IABP support is often initiated in the cardiac catheterization laboratory and continued through the perioperative period. Weaning from cardiopulmonary bypass may be difficult in cases where aortic cross-clamping is prolonged, revascularization is only partially achieved, or pre-existing myocardial dysfunction is present.
Separation from cardiopulmonary bypass may be marked by hypotension and a low cardiac index despite the administration of inotropic drugs. It is contraindicated in patients with aortic regurgitation because it worsens the magnitude of regurgitation. IABP insertion should not be attempted in case of suspected or known aortic dissection because inadvertent balloon placement in the false lumen may result in extension of the dissection or even aortic rupture. Similarly, aortic rupture can occur if IABP is inserted in patients with sizable abdominal aortic aneurysms.
Patients with end-stage cardiac disease should not be considered for IABP unless as a bridge to ventricular assist device or cardiac transplantation. IABP device placement should be avoided in patients with severe peripheral vascular disease. Percutaneous femoral IABP device insertion is contraindicated in the presence of bilateral femoral—popliteal bypass grafts. Uncontrolled sepsis and bleeding diathesis are relative contraindications to the placement of IABP device.
The IABP device has two major components: i a double-lumen 8. The balloon is made of polyethylene and is inflated with gas driven by the pump. Helium is often used because its low density facilitates rapid transfer of gas from console to the balloon.
It is also easily absorbed into the blood stream in case of rupture of the balloon. Smaller balloons are available for paediatric use. The IABP catheter is inserted percutaneously into the femoral artery through an introducer sheath using the modified Seldinger technique.
Alternative routes of access include subclavian, axillary, brachial, or iliac arteries. The catheter can also be inserted surgically using a transthoracic or translumbar approach, but this is associated with an increased periprocedural mortality.

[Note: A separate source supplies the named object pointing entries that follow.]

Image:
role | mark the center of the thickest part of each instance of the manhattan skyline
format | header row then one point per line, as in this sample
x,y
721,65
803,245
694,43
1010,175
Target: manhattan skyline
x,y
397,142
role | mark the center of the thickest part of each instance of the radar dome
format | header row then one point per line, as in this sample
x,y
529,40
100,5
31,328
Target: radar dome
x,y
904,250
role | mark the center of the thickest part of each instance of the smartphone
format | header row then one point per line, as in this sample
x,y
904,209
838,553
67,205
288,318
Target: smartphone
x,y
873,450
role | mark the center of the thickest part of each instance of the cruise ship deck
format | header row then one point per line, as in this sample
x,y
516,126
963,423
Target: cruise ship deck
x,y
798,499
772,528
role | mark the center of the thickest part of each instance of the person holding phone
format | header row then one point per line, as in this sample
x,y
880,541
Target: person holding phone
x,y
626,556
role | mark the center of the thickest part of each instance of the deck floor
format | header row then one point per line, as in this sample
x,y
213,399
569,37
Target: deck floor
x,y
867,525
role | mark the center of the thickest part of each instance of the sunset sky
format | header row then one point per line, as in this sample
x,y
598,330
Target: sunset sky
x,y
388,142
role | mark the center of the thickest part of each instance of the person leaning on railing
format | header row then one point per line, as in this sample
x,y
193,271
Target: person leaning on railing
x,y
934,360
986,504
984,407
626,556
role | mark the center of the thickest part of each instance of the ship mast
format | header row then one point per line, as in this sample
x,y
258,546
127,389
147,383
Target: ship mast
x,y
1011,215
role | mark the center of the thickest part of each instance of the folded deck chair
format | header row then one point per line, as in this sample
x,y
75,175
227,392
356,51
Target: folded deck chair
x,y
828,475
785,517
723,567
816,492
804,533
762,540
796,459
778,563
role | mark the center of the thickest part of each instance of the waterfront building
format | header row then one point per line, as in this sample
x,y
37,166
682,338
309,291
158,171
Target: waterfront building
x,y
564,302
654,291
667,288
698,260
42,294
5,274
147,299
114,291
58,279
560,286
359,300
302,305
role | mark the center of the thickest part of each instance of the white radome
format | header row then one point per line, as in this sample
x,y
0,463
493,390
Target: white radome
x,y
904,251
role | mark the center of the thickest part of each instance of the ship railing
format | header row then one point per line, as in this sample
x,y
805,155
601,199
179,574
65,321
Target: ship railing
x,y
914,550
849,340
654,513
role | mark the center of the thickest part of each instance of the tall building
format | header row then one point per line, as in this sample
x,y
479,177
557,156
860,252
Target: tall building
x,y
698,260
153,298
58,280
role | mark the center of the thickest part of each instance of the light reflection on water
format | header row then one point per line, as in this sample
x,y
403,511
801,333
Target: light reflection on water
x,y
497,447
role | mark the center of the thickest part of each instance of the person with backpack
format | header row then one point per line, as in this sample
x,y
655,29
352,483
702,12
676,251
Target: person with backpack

Intraoperatively, balloon placement can be ascertained using transoesophageal echocardiography. The outer lumen of the catheter is used for delivery of gas to the balloon and the inner lumen can be used for monitoring systemic arterial pressure. The console is programmed to identify a trigger for balloon inflation and deflation. The most commonly used triggers are the ECG waveform and the systemic arterial pressure waveform.
The balloon inflates with the onset of diastole, which corresponds with the middle of the T-wave. The balloon deflates at the onset of LV systole and this corresponds to the peak of the R-wave.
Poor ECG quality, electrical interference, and cardiac arrhythmias can result in erratic balloon inflation. The balloon is set to inflate after the aortic valve closure which corresponds to the dicrotic notch on the arterial waveform and deflate immediately before the opening of the aortic valve which corresponds to the point just before the upstroke on the arterial pressure waveform. The cardiac cycle is monitored by continuous display of the arterial pressure waveform. Balloon inflation causes augmentation of diastolic pressure and a second peak is observed.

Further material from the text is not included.